Battle in the seven seas: A microbe's perspective
Dr Aditee Mitra
Research Fellow, Cardiff University
6th March 2024
For over a century, our understanding of marine ecology has been dominated by a plant-animal dichotomy similar to that on land. Thus, single-celled marine microalgae are considered to be plant-like producers, which are consumed by microscopic animals supporting larger animals on up to fish and whales. Marine research, management and monitoring are all based on this interpretation. However, over the last decade, we have found that this plant-animal interpretation is not correct. Microalgae are not plants; many also eat bacteria or other microalgae. To feed they variously smother or entrap their prey in snot, harpoon them, poison, explode, dissolve, or envelope them; some microalgae even insert drinking straws to suck out the contents of their prey. Various microalgae cannot even photosynthesise alone but must steal body parts or enslave other microalgae in order to acquire 'factories' for carbon fixation. This talk, with videos, will showcase the fascinating methods that microalgae exploit to fight for survival and proliferate across the sunlit oceans.
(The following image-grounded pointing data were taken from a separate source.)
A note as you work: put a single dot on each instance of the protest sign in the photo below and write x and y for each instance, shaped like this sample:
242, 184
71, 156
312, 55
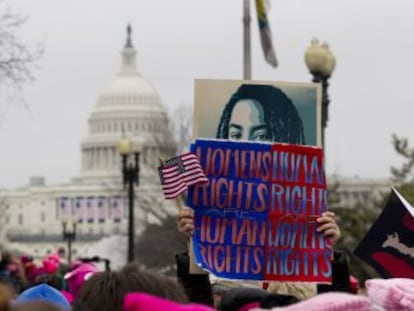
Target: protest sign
256, 219
389, 244
290, 111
Harnessing the power of the world's most powerful lasers
Professor Andrew Harrison Director of Science, ELI-Laser
20th March 2024
Sponsored by the Royal Society of Chemistry
The Extreme Light Infrastructure (ELI) facility is a new institute established in Central Europe, distributed over three sites in Czech Republic, Hungary and Romania, with the objective of providing the scientific community in Europe as a whole with access to the highest-performance lasers in the world. These offer some of the highest-peak intensity light pulses ever produced, which can be used to generate and study matter under extreme conditions, for example plasmas and, ultimately perhaps matter and antimatter from a vacuum. Such plasmas have the potential to provide clean energy through nuclear fusion and are already offering new means of creating high-energy particle beams, which in turn offer new diagnostics and therapies for cancer or methods of imaging materials. The facility also provides probes of extremely fast processes, at the scale of motion of electrons during chemical and electronic processes, giving new insights into catalysis and biological processes at the most fundamental level.